The National Institute for Advanced Industrial, Science and Technology (AIST) is one of the largest public research centers in the country. Here, researchers work on solutions for biobased and environmentally compatible chemistry and for renewable energies, among other things. To this end, the approximately 2,300 scientists have access to a biorefinery research center and demonstration facilities. Renewable energies - also from biomass - define in particular the field of activity of the semi-governmental New Energy and Industrial Technology Development Organization (NEDO). The approximately 800 researchers are looking for enzymes that can be used to produce second-generation biofuels, i.e., based on non-edible biomass.

Research cluster

As a result of the government's centralization efforts, some 25 clusters of research and industry have now emerged in the life sciences. The largest center of protein research is the PMK Initiative.

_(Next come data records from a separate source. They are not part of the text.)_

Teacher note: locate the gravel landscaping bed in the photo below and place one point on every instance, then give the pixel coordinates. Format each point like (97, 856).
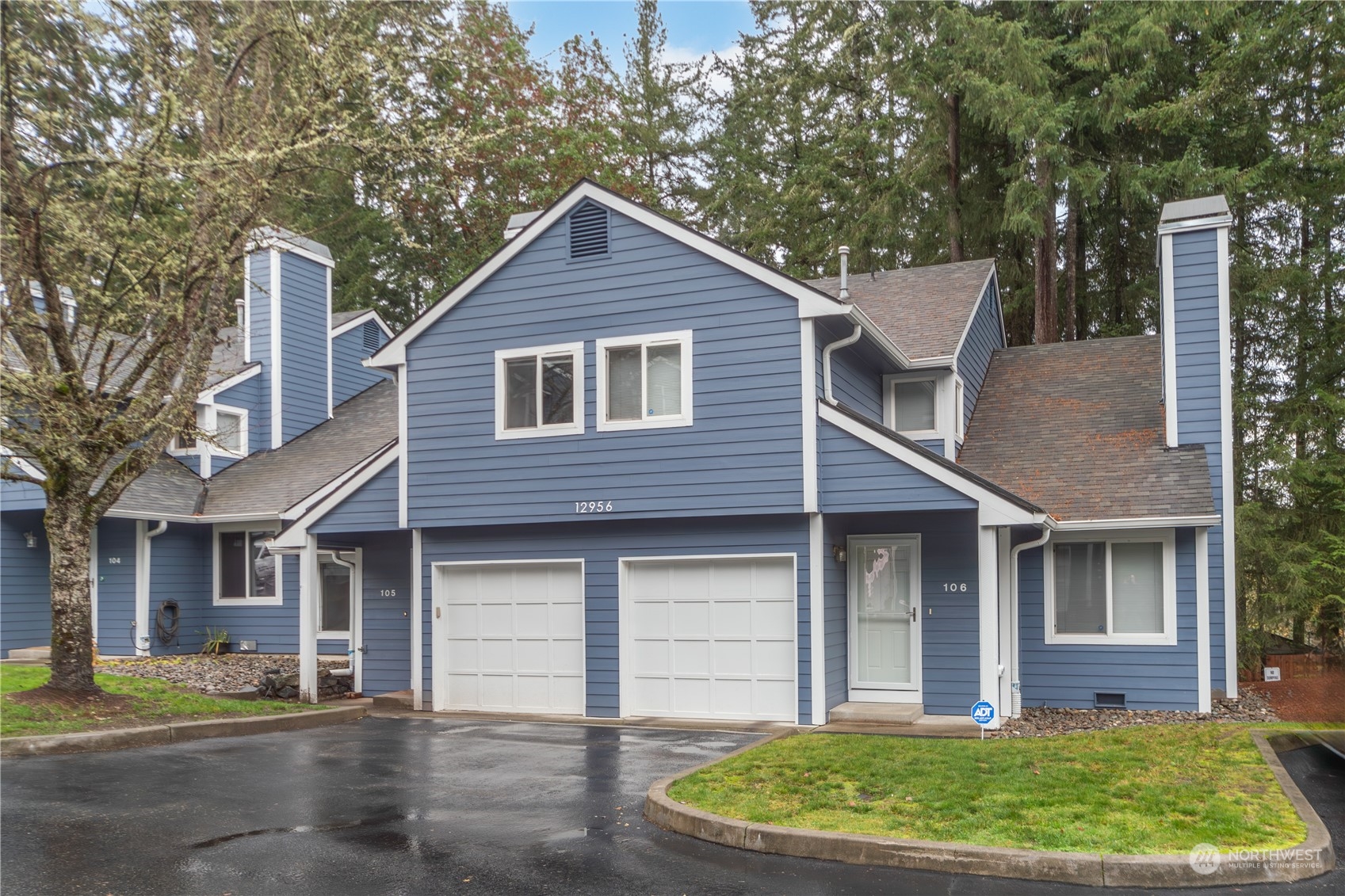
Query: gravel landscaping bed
(1041, 722)
(224, 674)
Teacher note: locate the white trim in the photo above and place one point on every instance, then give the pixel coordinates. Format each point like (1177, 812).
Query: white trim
(266, 601)
(439, 653)
(1169, 311)
(625, 630)
(277, 408)
(808, 365)
(358, 321)
(1007, 513)
(988, 584)
(1225, 416)
(1167, 537)
(293, 535)
(1202, 670)
(644, 342)
(208, 396)
(812, 303)
(1136, 522)
(575, 427)
(914, 691)
(417, 622)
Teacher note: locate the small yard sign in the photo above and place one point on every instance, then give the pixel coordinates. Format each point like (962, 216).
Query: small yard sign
(984, 713)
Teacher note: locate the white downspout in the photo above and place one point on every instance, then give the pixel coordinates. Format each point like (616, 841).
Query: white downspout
(143, 566)
(1013, 614)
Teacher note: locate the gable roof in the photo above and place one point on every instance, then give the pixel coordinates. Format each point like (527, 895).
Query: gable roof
(812, 303)
(1078, 428)
(924, 311)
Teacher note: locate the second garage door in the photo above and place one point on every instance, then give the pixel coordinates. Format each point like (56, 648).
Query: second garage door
(709, 638)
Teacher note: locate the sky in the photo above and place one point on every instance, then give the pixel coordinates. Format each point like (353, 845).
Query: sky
(696, 27)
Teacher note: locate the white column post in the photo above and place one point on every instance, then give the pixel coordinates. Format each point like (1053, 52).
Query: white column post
(308, 585)
(988, 545)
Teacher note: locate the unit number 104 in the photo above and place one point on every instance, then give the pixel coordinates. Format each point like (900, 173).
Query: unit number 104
(592, 506)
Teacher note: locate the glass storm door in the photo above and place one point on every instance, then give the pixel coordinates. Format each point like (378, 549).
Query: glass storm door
(884, 614)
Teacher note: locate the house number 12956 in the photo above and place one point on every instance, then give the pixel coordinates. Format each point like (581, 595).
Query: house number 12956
(592, 506)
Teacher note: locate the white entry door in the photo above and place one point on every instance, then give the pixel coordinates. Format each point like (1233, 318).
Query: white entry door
(885, 618)
(709, 638)
(511, 637)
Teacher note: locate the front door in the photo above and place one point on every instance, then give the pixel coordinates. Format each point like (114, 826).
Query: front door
(885, 618)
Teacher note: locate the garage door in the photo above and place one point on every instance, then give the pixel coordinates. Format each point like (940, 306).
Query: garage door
(710, 638)
(513, 637)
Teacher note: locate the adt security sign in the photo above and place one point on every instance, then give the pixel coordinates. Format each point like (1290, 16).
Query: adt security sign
(984, 713)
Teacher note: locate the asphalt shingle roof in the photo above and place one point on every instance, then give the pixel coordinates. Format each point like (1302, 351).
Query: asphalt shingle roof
(1078, 428)
(924, 311)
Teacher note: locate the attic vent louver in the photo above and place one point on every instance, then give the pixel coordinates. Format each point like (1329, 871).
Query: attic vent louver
(588, 231)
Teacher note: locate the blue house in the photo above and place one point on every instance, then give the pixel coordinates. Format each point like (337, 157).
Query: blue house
(625, 471)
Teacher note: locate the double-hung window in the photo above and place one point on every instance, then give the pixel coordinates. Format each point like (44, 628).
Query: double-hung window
(245, 570)
(644, 381)
(540, 392)
(1113, 589)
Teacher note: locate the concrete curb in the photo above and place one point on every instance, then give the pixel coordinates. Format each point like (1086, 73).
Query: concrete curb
(90, 742)
(1314, 856)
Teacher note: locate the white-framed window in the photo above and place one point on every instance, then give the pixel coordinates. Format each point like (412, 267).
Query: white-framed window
(1111, 588)
(540, 392)
(914, 402)
(644, 383)
(246, 574)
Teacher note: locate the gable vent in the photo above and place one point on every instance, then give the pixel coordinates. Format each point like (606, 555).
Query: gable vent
(372, 342)
(588, 231)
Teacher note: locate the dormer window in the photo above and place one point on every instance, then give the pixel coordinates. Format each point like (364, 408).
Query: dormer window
(590, 233)
(540, 392)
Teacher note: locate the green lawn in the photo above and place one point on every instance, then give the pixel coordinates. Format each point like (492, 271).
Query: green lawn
(1158, 788)
(154, 703)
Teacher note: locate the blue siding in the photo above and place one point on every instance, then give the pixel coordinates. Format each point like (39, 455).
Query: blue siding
(373, 508)
(600, 543)
(984, 337)
(1198, 412)
(349, 376)
(26, 610)
(117, 587)
(743, 455)
(1068, 674)
(857, 477)
(950, 634)
(22, 495)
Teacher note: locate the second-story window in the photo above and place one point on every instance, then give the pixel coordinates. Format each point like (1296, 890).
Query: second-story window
(644, 381)
(540, 392)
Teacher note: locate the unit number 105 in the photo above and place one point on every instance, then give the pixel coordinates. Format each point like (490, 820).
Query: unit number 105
(592, 506)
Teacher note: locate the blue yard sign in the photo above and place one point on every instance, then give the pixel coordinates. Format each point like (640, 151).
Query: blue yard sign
(984, 713)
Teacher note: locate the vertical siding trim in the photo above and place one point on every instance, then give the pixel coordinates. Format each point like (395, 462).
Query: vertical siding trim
(1169, 302)
(1202, 672)
(277, 414)
(810, 416)
(816, 620)
(988, 562)
(1225, 423)
(417, 608)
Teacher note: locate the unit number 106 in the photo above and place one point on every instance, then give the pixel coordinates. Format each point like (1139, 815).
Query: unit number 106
(592, 506)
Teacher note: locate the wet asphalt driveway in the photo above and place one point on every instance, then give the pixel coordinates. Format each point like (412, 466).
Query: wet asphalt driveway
(426, 806)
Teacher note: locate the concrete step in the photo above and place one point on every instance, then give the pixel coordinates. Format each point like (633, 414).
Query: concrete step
(395, 700)
(876, 713)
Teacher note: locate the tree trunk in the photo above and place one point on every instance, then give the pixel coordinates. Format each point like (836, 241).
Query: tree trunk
(1072, 260)
(71, 607)
(1045, 325)
(955, 248)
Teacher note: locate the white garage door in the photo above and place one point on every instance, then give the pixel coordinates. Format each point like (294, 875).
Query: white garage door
(513, 637)
(710, 638)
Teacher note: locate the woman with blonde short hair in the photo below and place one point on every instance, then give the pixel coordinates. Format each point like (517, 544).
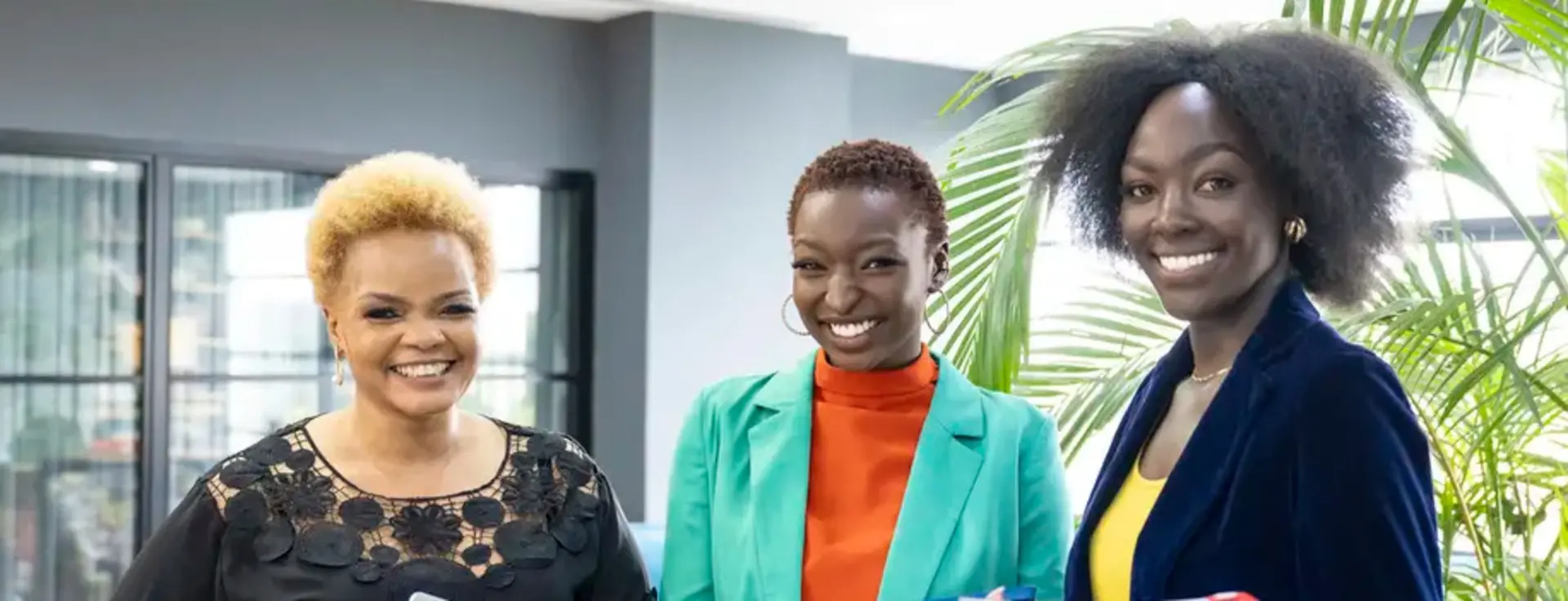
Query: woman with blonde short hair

The majority of the members of this network are located in and around Osaka. This is also where the Northern Osaka Biomedical Cluster is located, whose members focus on pharmaceutical, medical and other life sciences research. The cluster is currently being expanded into the Northern Osaka Health and Biomedical Innovation Town. However, the largest biomedical cluster in the country is the Kobe Biomedical Innovation Center, established in 1998. The Hokkaido Bio Technology Industrial Cluster has a biotechnology focus. The health-focused Sapporo Bio Cluster is also about health-promoting foods, the Tsuruoka Metabolome Cluster concentrates on its eponymous metabolome research, and the Hakodate Marine Bio Industrial Cluster focuses on marine resources.